In Seeing Stars for the First Time, A Life Changed
By Brian Smith
How would you feel if you saw stars for the first time?
Yes, the very first time.
For Kelly, the feelings and emotions evoked by gazing up at something we all take for granted is still, six years later, hard to put into words.
Kelly, who is visually impaired, went on a Leading the Way expedition into the Grand Canyon. It happened like this, one night, away from the bright city lights of her hometown:
“The group I was with was looking at the stars and talking to each other about how beautiful they were and I was like, ‘Whatever. Stars – I’ve never seen them, so I’m going to have a bad attitude.’”
She looked up, anyways.
“But, I could see them. I could see a bunch of stars. The really bright ones I could see really well,” she said. “I didn’t know what to say or do for a couple seconds because they were so mind-blowingly beautiful. Hearing about stars and hearing about what people describe them to be is nothing compared to actually seeing them and just having a better understanding of the hugeness of everything. It was amazing.”

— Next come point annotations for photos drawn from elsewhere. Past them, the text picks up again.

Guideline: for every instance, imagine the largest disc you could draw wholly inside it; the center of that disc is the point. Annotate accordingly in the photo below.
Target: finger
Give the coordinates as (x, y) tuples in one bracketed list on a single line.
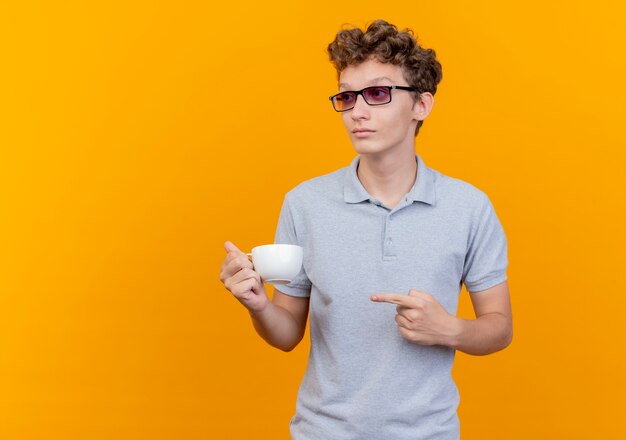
[(237, 263), (403, 322), (419, 294), (243, 275), (394, 298), (229, 246)]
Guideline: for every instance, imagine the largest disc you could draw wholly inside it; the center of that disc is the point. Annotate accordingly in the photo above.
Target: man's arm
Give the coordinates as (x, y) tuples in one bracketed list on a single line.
[(422, 320), (283, 321), (492, 330)]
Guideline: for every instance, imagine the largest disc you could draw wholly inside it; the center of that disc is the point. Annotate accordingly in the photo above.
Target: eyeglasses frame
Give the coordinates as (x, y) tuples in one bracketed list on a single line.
[(360, 92)]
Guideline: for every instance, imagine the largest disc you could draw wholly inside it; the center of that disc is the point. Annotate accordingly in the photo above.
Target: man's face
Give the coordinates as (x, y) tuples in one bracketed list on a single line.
[(380, 128)]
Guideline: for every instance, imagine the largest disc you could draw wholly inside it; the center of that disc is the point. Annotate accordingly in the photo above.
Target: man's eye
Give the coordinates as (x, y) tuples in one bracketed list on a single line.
[(345, 98), (379, 93)]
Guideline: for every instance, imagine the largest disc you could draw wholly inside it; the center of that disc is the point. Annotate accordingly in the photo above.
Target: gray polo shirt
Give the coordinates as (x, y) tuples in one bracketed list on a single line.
[(363, 379)]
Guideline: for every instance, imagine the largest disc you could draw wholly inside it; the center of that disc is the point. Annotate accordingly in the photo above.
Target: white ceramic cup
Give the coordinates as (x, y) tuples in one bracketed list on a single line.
[(277, 263)]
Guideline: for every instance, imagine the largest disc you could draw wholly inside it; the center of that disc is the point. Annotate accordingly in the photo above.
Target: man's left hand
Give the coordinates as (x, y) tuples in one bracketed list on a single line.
[(421, 318)]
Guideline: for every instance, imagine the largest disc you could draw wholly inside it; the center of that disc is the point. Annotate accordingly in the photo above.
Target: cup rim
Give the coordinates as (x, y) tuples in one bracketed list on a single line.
[(276, 244)]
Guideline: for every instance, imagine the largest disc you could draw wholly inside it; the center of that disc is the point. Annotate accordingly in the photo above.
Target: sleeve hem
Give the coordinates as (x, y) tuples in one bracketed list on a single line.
[(491, 282)]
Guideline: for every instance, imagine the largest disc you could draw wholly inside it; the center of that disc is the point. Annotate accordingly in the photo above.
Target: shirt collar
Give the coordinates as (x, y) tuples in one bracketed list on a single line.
[(423, 190)]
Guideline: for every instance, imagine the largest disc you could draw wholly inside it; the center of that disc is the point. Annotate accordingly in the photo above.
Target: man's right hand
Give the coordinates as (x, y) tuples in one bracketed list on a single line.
[(240, 278)]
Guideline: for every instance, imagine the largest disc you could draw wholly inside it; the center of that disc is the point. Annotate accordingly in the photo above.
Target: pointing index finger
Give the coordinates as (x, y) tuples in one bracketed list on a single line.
[(393, 298)]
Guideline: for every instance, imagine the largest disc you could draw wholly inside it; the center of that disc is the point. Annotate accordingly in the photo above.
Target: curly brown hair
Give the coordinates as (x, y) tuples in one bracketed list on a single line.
[(386, 44)]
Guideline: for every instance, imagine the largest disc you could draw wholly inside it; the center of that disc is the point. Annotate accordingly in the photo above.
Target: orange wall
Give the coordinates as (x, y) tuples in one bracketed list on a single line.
[(137, 137)]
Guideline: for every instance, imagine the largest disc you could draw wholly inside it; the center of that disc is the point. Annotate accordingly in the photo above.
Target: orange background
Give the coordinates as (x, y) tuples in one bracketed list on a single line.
[(137, 137)]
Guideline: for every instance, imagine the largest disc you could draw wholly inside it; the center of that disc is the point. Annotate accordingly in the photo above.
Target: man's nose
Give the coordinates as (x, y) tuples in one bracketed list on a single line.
[(360, 109)]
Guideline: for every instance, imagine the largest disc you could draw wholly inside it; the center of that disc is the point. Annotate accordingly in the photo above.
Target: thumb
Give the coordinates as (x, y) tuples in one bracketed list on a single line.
[(229, 247)]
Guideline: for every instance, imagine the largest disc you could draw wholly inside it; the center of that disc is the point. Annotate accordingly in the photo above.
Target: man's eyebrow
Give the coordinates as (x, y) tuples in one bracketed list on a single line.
[(373, 81)]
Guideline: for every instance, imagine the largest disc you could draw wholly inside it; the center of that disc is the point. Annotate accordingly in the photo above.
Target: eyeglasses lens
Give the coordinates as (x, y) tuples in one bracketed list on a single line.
[(372, 95), (377, 95)]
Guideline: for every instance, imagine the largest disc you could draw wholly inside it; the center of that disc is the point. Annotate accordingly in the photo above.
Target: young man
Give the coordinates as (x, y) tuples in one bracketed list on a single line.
[(384, 231)]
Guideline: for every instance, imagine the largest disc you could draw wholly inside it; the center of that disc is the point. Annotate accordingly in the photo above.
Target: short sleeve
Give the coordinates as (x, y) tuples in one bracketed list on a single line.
[(486, 260), (286, 234)]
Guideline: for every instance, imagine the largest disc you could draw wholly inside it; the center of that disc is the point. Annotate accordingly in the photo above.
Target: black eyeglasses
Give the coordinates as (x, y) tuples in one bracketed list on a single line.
[(377, 95)]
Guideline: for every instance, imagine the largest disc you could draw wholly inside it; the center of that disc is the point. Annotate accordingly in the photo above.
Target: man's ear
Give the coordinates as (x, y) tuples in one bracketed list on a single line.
[(423, 107)]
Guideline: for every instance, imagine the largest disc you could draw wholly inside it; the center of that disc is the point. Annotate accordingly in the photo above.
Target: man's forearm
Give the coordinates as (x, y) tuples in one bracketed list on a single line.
[(277, 327), (484, 335)]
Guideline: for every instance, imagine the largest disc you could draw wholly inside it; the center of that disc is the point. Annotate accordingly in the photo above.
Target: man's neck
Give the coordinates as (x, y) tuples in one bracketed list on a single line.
[(390, 177)]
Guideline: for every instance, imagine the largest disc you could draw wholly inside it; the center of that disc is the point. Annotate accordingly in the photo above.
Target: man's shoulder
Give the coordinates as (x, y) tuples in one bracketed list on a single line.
[(457, 192)]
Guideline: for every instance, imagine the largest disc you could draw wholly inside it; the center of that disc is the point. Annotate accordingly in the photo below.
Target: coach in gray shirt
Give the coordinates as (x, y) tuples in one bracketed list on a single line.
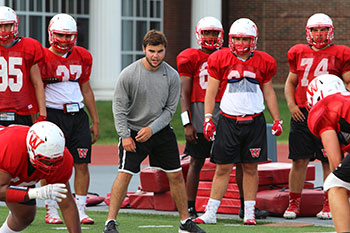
[(145, 100)]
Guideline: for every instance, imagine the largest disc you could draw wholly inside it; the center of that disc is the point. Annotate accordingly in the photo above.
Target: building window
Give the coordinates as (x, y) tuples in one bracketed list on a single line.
[(138, 17), (34, 17)]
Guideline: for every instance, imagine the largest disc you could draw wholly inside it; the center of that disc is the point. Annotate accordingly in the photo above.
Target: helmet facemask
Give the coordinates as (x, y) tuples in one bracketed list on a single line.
[(45, 145), (62, 24), (209, 24)]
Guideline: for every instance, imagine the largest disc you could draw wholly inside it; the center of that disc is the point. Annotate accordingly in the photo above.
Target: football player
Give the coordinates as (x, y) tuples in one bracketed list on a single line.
[(245, 74), (28, 154), (192, 66), (66, 72), (21, 89), (329, 119), (307, 61)]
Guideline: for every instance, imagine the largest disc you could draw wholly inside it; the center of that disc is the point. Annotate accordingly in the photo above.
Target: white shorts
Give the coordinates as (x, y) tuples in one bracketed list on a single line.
[(333, 181)]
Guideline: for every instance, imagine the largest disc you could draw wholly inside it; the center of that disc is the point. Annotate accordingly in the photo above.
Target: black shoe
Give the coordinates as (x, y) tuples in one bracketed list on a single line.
[(259, 214), (111, 227), (190, 227), (192, 212)]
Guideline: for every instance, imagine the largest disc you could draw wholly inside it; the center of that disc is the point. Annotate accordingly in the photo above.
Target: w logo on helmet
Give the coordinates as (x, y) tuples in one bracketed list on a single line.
[(255, 152), (35, 141), (82, 152)]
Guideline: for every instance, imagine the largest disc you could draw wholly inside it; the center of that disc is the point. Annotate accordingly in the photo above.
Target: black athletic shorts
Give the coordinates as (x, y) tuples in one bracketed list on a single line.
[(240, 142), (76, 129), (302, 143), (201, 150), (161, 148), (343, 170)]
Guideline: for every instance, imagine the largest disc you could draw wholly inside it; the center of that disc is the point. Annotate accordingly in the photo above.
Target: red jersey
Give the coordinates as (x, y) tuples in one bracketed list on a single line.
[(76, 67), (193, 63), (308, 64), (16, 89), (329, 112), (14, 159), (241, 81)]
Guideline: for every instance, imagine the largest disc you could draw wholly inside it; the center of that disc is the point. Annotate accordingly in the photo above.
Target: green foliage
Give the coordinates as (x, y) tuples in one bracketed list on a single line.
[(135, 223), (108, 134)]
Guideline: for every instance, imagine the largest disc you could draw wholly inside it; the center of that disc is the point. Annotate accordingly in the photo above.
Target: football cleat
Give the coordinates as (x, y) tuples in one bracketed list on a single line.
[(190, 227), (206, 218), (192, 212), (52, 216), (111, 227), (293, 209)]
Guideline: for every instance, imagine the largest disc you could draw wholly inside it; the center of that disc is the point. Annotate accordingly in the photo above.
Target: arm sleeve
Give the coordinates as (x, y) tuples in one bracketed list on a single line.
[(120, 106), (86, 69), (214, 67), (291, 61), (170, 106)]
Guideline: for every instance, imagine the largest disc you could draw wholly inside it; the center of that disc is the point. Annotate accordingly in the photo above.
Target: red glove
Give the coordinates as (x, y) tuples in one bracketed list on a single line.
[(40, 118), (209, 129), (277, 128)]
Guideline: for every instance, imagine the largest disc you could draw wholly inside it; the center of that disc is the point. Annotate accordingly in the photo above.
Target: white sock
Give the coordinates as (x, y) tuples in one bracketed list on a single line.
[(249, 209), (6, 229), (213, 205)]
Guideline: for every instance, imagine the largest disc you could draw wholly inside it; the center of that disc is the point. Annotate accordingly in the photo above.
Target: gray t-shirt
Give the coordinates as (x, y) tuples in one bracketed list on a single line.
[(145, 98)]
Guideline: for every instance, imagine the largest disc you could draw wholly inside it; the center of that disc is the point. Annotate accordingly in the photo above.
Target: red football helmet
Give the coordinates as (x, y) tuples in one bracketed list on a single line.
[(8, 16), (209, 24), (45, 144), (243, 27), (62, 24), (319, 39)]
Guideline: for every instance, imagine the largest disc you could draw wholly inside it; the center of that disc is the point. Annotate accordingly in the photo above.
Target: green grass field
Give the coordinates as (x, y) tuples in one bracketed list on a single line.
[(108, 134), (152, 223)]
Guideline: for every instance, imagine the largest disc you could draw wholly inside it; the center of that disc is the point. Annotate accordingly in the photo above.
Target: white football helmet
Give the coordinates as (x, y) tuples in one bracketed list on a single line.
[(45, 144), (8, 16), (243, 27), (209, 24), (62, 24), (319, 20), (323, 86)]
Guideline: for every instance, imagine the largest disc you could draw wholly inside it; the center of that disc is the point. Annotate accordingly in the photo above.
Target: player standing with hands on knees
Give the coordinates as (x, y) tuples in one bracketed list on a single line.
[(245, 74), (27, 155), (145, 99)]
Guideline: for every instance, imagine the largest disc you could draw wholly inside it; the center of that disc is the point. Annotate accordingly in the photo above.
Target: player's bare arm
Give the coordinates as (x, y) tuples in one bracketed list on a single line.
[(331, 145), (289, 91), (185, 100), (70, 212), (271, 100), (37, 82), (89, 101)]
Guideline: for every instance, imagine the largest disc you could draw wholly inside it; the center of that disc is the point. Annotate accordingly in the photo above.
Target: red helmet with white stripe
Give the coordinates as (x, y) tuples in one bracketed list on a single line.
[(8, 16), (319, 39), (66, 25), (209, 24)]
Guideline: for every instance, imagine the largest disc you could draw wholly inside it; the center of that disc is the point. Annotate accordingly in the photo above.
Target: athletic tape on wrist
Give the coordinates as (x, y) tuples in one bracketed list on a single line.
[(16, 194)]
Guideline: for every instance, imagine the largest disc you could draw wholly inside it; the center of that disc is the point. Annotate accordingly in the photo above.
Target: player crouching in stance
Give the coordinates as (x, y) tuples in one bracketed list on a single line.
[(329, 119), (27, 155)]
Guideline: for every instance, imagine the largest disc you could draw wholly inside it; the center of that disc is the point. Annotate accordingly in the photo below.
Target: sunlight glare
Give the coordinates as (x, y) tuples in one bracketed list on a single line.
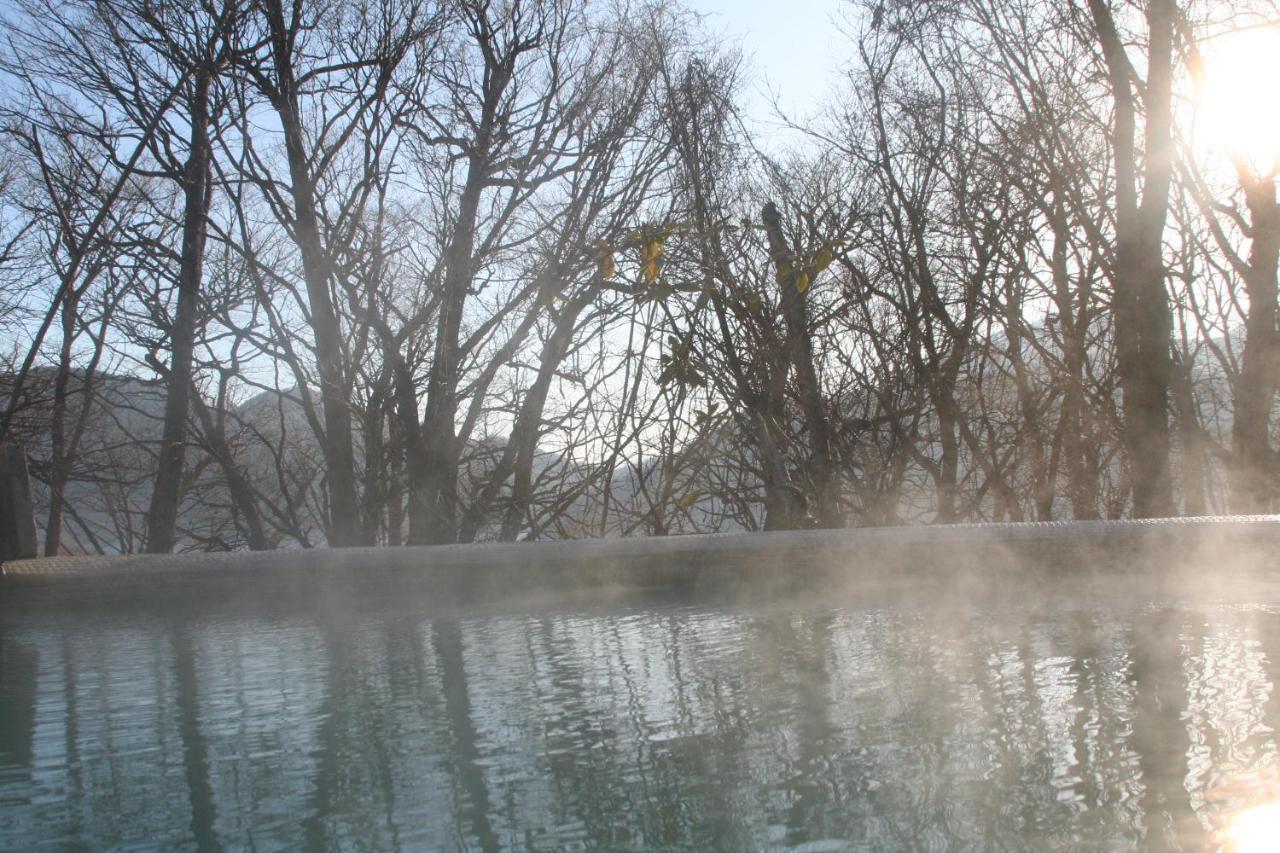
[(1239, 101), (1255, 830)]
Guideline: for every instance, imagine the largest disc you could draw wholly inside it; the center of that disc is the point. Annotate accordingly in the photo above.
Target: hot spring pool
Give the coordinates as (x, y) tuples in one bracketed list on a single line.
[(860, 723)]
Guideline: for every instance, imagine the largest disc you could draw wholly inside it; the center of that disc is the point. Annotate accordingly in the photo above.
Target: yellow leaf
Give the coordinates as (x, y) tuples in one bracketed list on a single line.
[(649, 272)]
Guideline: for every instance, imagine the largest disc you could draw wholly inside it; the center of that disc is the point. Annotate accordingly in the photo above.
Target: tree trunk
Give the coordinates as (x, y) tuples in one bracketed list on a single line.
[(343, 523), (1141, 302), (434, 505), (1252, 459), (167, 493), (822, 468)]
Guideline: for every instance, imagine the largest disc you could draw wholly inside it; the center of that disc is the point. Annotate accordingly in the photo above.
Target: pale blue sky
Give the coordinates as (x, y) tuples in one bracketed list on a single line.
[(794, 49)]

Kelly said she hasn’t been able to replicate the feeling in any other activity since.
“I don’t know if there are words. … A kind of humbleness and tininess, but at the same time, significance,” she said.
The trip as a whole changed her life, she said. Even though she has a degree in engineering, she now “has the best job ever” working with blind and visually impaired children in Denver.
She said she thinks daily of her No Barriers Youth trip and tries to replicate the experience through her work and in her daily life.
“Just wanting to see the dynamic our group had continue in kind of everything I do and wanting to support people in the way I was supported on that trip,” she said.